Phasing out/down fossil fuels
The COP-27 discussions veered towards calls several times to phase out, or at least phase down, fossil fuels. The island nations of Vanuatu and Tuvalu called on other countries to join their initiative to introduce a Fossil Fuel Non-Proliferation Treaty, pushing for a ban on any new coal, oil, or gas ventures; a phase-out of existing fossil fuel ones in line with the 1.5°C limit; and a fair and just transition powered by renewable energy.
At COP-27, India tabled a proposal to phase down all fossil fuels, rather than single out coal. This proposal was reportedly supported by more than 80 parties, including the European Union (EU) and the US. However, even this language did not make it into the Sharm el-Sheikh implementation plan, as countries such as Saudi Arabia, Qatar, and even the host country, Egypt, were not keen on inclusion of all fossil fuels in a plan for phase out that would clearly place their energy and economic interests in peril. In fact, Saudi Arabia is keen on developing carbon removal technologies rather than phasing down fossil fuel production.
With ... clear divisions on fossil fuels, in the end the COP-27 agreement only highlighted the need to accelerate “efforts towards the phasedown of unabated coal power and phase-out of inefficient fossil fuel subsidies.”
Although the EU reiterated at COP-27 that the ongoing energy crisis would not derail its decarbonisation efforts, many countries within the EU are reactivating coal-fired power plants to save gas and meet energy demand during the winter. The United Kingdom (UK) has gone one step ahead to open a new coal mine in over three decades. While countries such as Germany, the Netherlands, Austria, and others that have returned to coal claim that this is only a short-term measure (maybe for one or two winters), the UK has justified its decision by calling it a necessity for steel production and that the coal mine would be carbon neutral. Clearly, existing initiatives such as the Powering Past Coal Alliance, launched by the UK and Canada in 2017 at COP-23 and joined by many other Organisation for Economic Co-operation and Development (OECD) countries as well as private entities, have taken the backseat under these circumstances.

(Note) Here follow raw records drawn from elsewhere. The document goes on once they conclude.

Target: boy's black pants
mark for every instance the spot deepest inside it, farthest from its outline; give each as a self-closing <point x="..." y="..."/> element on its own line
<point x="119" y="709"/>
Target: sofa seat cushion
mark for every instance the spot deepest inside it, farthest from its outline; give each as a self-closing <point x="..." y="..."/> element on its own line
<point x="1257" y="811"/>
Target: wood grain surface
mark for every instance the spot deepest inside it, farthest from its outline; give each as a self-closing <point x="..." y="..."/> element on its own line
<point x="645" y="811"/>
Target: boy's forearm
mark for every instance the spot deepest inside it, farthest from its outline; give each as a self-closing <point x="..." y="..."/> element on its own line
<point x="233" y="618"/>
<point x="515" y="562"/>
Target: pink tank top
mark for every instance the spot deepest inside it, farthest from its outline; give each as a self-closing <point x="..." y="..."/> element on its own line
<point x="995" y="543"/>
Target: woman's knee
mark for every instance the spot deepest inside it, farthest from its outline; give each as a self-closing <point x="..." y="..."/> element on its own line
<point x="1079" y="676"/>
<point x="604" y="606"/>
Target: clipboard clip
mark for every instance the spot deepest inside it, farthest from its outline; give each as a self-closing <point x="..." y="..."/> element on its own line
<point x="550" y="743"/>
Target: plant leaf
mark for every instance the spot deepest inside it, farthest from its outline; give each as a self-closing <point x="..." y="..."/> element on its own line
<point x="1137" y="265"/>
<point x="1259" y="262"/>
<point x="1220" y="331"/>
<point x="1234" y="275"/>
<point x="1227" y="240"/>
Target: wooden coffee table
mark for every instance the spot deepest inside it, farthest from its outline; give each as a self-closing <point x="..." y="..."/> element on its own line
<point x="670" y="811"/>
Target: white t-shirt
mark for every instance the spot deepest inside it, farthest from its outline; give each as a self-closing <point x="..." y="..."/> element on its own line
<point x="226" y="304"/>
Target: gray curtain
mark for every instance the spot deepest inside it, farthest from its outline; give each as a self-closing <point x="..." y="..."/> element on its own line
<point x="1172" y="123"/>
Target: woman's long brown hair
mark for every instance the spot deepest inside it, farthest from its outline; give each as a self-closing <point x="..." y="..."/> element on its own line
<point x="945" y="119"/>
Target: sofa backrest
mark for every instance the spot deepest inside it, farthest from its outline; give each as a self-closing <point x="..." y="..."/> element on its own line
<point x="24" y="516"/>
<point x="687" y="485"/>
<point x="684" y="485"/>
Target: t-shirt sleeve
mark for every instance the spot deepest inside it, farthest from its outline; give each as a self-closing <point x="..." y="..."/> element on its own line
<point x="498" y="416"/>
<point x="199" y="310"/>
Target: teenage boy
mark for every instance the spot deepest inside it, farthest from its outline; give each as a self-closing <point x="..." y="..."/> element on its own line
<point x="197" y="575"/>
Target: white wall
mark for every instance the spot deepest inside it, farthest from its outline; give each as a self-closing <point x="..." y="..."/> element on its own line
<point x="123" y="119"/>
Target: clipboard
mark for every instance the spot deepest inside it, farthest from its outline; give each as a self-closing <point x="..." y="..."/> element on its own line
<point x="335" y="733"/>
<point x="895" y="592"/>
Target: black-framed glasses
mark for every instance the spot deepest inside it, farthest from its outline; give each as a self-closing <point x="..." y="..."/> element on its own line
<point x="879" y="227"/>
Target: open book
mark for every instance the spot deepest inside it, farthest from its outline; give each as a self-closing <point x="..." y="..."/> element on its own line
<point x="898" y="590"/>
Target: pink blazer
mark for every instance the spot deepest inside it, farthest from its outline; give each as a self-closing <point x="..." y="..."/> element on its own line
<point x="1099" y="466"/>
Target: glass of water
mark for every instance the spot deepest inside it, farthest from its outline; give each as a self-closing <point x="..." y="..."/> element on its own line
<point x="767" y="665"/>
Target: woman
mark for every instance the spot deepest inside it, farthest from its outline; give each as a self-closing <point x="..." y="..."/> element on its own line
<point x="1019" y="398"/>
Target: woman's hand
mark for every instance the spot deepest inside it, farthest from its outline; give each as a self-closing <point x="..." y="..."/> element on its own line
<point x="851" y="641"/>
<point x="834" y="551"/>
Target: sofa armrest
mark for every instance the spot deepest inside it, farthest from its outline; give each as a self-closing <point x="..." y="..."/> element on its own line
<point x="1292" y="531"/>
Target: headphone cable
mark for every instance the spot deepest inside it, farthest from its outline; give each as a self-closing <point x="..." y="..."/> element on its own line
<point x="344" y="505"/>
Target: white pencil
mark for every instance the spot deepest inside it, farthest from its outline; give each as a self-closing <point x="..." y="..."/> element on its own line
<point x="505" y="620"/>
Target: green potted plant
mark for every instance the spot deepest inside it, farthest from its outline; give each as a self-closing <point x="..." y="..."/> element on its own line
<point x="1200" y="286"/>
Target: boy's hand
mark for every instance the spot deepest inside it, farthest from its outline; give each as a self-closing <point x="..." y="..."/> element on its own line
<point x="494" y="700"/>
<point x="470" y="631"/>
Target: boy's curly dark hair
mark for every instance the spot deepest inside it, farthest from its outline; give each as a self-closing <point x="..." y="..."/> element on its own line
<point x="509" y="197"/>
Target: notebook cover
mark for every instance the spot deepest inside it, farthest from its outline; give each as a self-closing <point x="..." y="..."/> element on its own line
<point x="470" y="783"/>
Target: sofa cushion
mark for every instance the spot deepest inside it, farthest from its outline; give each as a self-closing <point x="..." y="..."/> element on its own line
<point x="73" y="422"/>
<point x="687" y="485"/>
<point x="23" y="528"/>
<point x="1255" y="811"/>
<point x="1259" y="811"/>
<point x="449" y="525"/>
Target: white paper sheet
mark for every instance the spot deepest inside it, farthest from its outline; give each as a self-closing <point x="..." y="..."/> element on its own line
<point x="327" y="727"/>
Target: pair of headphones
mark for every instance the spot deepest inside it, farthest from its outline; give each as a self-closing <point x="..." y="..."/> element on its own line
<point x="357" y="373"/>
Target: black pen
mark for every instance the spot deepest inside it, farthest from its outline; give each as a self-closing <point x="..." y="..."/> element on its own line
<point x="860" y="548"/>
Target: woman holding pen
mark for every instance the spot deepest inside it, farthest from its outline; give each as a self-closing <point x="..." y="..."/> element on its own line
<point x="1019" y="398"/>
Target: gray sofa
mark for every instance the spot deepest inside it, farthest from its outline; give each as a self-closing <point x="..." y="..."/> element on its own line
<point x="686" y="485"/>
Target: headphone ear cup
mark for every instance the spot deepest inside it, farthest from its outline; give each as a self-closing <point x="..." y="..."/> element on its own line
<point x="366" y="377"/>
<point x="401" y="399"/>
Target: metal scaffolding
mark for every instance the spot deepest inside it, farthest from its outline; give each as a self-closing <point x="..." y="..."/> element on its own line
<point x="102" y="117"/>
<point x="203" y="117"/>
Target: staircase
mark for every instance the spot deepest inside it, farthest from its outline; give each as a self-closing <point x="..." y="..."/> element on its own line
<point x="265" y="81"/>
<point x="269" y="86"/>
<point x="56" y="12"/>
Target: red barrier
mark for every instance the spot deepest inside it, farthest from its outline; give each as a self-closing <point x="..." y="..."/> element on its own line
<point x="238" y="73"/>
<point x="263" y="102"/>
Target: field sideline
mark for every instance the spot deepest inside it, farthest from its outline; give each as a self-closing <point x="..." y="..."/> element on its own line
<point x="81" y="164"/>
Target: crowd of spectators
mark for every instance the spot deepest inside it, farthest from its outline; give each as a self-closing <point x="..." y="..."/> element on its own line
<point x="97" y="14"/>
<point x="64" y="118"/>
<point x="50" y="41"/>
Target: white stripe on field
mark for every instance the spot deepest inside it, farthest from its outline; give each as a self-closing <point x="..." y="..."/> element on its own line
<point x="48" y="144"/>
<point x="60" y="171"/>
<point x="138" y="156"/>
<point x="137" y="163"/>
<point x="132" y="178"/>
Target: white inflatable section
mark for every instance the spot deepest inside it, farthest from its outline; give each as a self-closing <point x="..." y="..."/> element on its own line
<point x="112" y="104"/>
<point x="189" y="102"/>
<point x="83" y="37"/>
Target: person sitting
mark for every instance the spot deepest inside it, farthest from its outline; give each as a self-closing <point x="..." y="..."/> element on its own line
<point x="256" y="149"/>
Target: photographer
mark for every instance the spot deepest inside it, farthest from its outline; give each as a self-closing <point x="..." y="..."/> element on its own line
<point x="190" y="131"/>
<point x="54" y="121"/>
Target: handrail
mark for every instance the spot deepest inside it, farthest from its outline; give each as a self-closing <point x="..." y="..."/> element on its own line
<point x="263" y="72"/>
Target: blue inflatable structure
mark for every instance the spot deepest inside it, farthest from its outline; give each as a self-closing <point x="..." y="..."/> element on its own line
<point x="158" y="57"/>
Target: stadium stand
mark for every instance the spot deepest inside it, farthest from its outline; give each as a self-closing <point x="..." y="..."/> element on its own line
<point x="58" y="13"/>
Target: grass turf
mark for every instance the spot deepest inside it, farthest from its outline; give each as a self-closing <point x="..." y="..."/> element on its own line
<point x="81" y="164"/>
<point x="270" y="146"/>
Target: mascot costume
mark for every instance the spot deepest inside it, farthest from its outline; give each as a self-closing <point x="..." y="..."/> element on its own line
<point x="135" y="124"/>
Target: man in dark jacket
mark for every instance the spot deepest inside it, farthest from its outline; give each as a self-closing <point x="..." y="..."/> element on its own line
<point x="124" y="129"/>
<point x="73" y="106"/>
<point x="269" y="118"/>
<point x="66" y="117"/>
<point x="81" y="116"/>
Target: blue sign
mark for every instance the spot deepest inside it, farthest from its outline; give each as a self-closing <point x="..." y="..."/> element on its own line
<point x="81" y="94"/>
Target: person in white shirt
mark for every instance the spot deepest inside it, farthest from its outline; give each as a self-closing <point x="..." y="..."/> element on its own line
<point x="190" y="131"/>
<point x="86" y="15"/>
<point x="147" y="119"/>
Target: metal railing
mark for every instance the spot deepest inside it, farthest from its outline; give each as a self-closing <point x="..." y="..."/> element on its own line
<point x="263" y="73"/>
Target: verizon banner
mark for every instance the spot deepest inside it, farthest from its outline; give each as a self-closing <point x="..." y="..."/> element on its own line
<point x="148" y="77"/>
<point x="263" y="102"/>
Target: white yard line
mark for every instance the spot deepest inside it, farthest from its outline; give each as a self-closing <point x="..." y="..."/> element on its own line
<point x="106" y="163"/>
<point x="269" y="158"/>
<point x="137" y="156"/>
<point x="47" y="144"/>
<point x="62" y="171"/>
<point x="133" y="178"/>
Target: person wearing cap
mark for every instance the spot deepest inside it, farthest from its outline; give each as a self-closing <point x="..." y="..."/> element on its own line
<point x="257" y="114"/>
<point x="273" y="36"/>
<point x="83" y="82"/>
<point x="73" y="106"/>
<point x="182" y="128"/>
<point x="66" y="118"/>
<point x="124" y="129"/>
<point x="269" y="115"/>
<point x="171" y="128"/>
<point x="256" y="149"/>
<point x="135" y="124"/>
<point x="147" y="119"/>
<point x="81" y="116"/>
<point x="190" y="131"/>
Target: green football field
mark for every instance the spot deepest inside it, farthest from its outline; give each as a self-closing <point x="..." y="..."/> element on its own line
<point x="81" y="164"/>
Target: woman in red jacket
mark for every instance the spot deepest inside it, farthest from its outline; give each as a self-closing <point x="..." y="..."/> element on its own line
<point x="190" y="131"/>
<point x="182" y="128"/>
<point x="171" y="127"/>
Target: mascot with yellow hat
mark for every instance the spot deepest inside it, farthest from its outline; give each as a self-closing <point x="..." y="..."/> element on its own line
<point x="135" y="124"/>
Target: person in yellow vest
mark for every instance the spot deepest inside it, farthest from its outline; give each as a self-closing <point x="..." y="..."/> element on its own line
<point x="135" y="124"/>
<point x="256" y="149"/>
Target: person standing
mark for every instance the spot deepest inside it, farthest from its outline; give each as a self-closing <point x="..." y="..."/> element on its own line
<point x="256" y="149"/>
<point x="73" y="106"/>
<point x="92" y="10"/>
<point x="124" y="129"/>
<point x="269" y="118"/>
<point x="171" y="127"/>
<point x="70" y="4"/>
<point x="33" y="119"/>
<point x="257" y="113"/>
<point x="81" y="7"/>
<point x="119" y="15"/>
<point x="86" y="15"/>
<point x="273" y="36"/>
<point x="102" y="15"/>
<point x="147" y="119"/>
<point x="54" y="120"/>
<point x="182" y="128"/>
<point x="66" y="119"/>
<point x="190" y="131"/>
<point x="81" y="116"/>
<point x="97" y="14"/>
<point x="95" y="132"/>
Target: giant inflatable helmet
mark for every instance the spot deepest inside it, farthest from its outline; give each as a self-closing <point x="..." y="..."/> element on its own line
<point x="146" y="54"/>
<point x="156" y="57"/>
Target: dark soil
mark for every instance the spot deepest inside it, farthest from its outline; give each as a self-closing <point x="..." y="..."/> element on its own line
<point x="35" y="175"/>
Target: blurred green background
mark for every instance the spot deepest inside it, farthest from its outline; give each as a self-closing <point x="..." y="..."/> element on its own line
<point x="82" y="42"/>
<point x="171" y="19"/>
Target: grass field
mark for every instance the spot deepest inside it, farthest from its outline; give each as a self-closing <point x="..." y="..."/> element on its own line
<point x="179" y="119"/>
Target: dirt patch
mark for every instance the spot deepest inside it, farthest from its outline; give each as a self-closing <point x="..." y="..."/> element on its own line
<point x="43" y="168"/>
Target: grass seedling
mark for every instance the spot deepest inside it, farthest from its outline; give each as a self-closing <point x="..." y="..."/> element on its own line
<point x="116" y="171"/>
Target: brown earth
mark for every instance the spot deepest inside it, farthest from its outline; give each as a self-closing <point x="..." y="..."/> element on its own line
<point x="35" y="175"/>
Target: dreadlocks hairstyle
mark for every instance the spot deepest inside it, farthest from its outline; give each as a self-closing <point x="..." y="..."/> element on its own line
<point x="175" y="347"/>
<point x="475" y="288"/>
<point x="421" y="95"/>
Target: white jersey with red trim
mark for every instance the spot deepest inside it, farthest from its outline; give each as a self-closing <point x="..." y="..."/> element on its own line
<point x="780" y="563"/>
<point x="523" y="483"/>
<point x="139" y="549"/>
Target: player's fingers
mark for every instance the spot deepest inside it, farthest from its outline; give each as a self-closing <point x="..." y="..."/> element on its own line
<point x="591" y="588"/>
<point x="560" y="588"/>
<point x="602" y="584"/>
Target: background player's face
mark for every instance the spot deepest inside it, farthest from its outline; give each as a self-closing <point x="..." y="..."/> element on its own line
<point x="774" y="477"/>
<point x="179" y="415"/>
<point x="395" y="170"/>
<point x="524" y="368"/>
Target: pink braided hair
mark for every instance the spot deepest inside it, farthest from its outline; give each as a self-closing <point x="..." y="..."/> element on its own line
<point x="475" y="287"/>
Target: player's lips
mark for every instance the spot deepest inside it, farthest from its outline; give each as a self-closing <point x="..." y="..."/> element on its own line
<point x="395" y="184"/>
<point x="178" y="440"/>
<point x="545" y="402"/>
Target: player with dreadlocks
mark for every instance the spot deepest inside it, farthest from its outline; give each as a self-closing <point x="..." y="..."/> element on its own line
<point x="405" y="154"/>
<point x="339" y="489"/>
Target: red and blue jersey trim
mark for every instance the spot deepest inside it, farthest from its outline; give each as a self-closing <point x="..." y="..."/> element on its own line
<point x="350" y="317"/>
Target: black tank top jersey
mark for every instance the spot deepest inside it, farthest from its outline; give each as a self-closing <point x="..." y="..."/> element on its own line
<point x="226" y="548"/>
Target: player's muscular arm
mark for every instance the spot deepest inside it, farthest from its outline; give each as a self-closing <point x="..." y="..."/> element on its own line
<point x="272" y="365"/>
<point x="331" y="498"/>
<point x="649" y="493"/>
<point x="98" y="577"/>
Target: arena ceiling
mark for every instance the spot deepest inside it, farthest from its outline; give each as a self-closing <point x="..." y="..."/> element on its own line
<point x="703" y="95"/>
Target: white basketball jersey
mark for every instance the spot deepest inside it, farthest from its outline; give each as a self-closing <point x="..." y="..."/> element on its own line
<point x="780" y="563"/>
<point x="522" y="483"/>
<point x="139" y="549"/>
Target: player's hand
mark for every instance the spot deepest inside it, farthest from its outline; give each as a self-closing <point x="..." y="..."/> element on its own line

The short-term projections for oil and gas expansion in many parts of the world also expose the reality that the momentum towards fossil fuel phase-out is minimal. Ironically, the COP-27 platform itself was used by many countries to ink several gas deals on the side-lines, with the European countries in particular leaving no stone unturned when it comes to diversifying their gas portfolios by signing deals with countries in Africa and the Persian Gulf. Despite the Inflation Reduction Act (IRA) of 2022, the US continues to focus on expanding its oil and gas production, as well as building fossil fuel-based energy partnerships with other countries.
Although the EU reiterated at COP-27 that the ongoing energy crisis would not derail its decarbonization efforts, many countries within the EU are reactivating coal-fired power plants…
The Russia-Ukraine crisis has had knock-on effects on energy security across the world, including in the Global South. In addition, the post-pandemic recovery efforts have put additional pressure on developing economies to meet their rising energy requirements (Zakeri et al. 2022). This could push many developing countries deeper into fossil fuel dependency. Besides, at COP-27, several African countries, for instance, emphasised Africa’s right to use its natural gas reserves, considering that more than 600 million people in Africa live in energy poverty and the continent’s contribution to greenhouse gas (GHG) emissions is negligible.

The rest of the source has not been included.